In July, the state of New York announced the results of its first tests based on the Common Core: The region hasn’t been this battered since Superstorm Sandy. Just 26 percent of students in third through eighth grade passed the English exam, and only 30 percent passed the math test. In one Harlem school, just seven percent of students received passing scores in English, and 10 percent in math. We’ve gone from No Child Left Behind to Well-Just-About-Every-Child-Left-Behind …progress of a kind. If ‘learned helplessness’ is the Common Core’s goal, it’s a stunning success.” Businessman George Ball

Indeed, the tests based on the new Common Core (CC) curriculum horrified both parents and educators in New York State, as they are sure to do in the 45 other states that have accepted these new federal-education standards.

Yet in the very definition of a clueless response to the disastrous test results, NY State Education Commissioner John B. King, Jr. said that “these proficiency scores do not reflect a drop in performance, but rather a raising of standards to reflect college and career readiness in the 21st century.” Nice try, Mr. King. Go back to sleep.
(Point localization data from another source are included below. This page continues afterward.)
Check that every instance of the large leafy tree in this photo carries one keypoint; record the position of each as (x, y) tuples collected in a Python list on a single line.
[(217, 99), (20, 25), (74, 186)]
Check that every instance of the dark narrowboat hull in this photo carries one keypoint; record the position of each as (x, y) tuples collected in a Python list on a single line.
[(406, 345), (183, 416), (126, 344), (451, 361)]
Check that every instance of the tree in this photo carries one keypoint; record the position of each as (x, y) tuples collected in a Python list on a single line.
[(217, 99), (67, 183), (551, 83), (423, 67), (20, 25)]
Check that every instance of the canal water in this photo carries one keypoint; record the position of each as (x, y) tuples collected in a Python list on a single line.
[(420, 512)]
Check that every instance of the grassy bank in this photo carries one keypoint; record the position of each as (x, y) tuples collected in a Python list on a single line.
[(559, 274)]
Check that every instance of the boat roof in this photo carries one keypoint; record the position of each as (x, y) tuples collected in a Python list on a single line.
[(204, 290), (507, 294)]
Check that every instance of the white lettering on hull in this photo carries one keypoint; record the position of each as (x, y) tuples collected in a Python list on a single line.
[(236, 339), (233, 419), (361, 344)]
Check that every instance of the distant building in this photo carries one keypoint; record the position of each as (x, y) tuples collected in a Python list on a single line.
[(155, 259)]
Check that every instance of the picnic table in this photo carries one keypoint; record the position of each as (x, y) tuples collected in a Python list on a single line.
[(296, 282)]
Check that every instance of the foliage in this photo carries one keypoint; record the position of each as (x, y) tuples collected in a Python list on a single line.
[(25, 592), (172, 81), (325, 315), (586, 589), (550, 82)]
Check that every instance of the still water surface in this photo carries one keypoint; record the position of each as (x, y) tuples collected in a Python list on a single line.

How did this happen? Here’s a little history. When President George W. Bush introduced No Child Left Behind, liberals and teachers’ unions went crazy. How dare any program actually measure the effectiveness of classroom teachers or, worse, hold them accountable for decade after decade of failure? How dare that same program document the great number of students allowed to progress through grade after grade in spite of jaw-dropping deficits in math and literacy? Isn’t it wrongheaded, critics asked, to ‘teach to the test’ instead of giving students better skills and deeper knowledge? As if testing skills and knowledge is a bad thing!